InformationWeek Global CIOWith a Kindle-thin device that can play music and serve books and navigate the Web and run enterprise-class apps, you've got your Burberry satchel and away you go. But there are caveats.

Apple had plenty to be giddy about on its earnings call on Monday. There was the 50% rise in earnings compared with the year-earlier quarter, and company executives could barely contain themselves when analysts, one after the other, tried to bait them into tablet talk. What was most striking was the uptick in corporate iPhone acceptance--70% of the Fortune 100, 50% of the Financial Times 100, Apple cited. Given that momentum, the company's expected sleek, supersized iPhone tablet, like no other recent Apple product before it, has a good shot at gaining even faster corporate acceptance. And that's one of the reasons we're following this unfolding story, and why I'll be blogging live from the press event being held on Wednesday.

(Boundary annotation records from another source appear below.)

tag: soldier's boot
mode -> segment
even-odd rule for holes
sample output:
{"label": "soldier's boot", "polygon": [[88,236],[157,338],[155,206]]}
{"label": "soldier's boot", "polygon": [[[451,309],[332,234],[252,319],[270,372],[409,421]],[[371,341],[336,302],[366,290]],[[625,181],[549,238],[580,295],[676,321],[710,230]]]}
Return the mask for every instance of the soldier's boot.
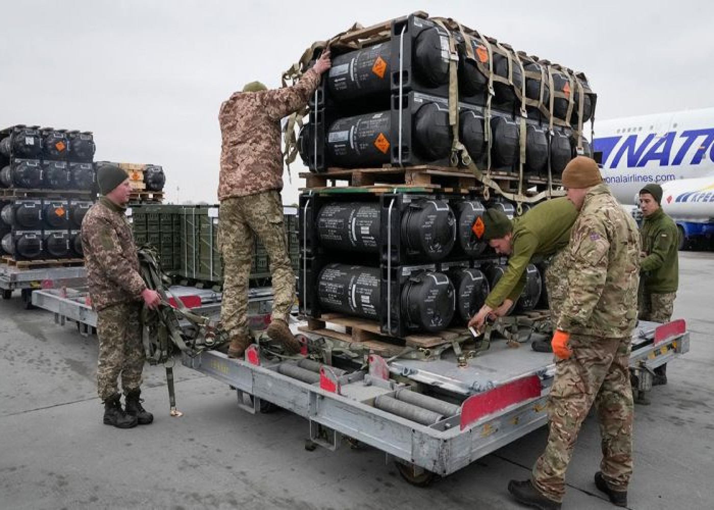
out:
{"label": "soldier's boot", "polygon": [[126,394],[126,413],[134,416],[139,425],[149,425],[154,421],[154,415],[144,409],[141,405],[144,399],[139,398],[141,395],[141,390],[139,388]]}
{"label": "soldier's boot", "polygon": [[518,503],[538,510],[560,510],[561,506],[559,501],[554,501],[541,494],[531,480],[511,480],[508,482],[508,492]]}
{"label": "soldier's boot", "polygon": [[271,339],[282,344],[288,354],[296,354],[300,352],[300,342],[293,335],[288,323],[285,321],[279,319],[273,320],[268,326],[266,332]]}
{"label": "soldier's boot", "polygon": [[239,333],[231,339],[231,344],[228,346],[228,357],[241,358],[251,344],[251,336],[247,333]]}
{"label": "soldier's boot", "polygon": [[136,426],[136,416],[127,414],[121,409],[120,398],[121,396],[117,393],[104,401],[104,424],[113,425],[117,429],[131,429]]}
{"label": "soldier's boot", "polygon": [[550,339],[533,340],[531,346],[536,352],[553,352],[553,346]]}
{"label": "soldier's boot", "polygon": [[660,365],[653,371],[655,373],[652,378],[652,386],[662,386],[667,384],[667,364]]}
{"label": "soldier's boot", "polygon": [[602,471],[595,474],[595,486],[610,498],[610,502],[615,506],[627,506],[627,491],[615,491],[610,488],[605,480]]}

Companies are taking a serious look at NetBooks, especially for frequent travelers who already have enough to lug around without the laptops and accessories that make them look like they're headed to a summit climb. Smartphones, as powerful as they are, usually don't cut it for people away from the office for more than a day. A BlackBerry is great for jotting off an e-mail, but terrible for Web browsing; reverse that for the iPhone.

Enter the iSlate tablet (allegedly). If all its apps come through the Apple-vetted iTunes store (thus reducing the risk of bugs and security issues, at least at the app level), and everything else works like an iPhone, then it should be an easy sell to enterprises. Arguably, so would an Android-based tablet, which may offer a more open ecosystem.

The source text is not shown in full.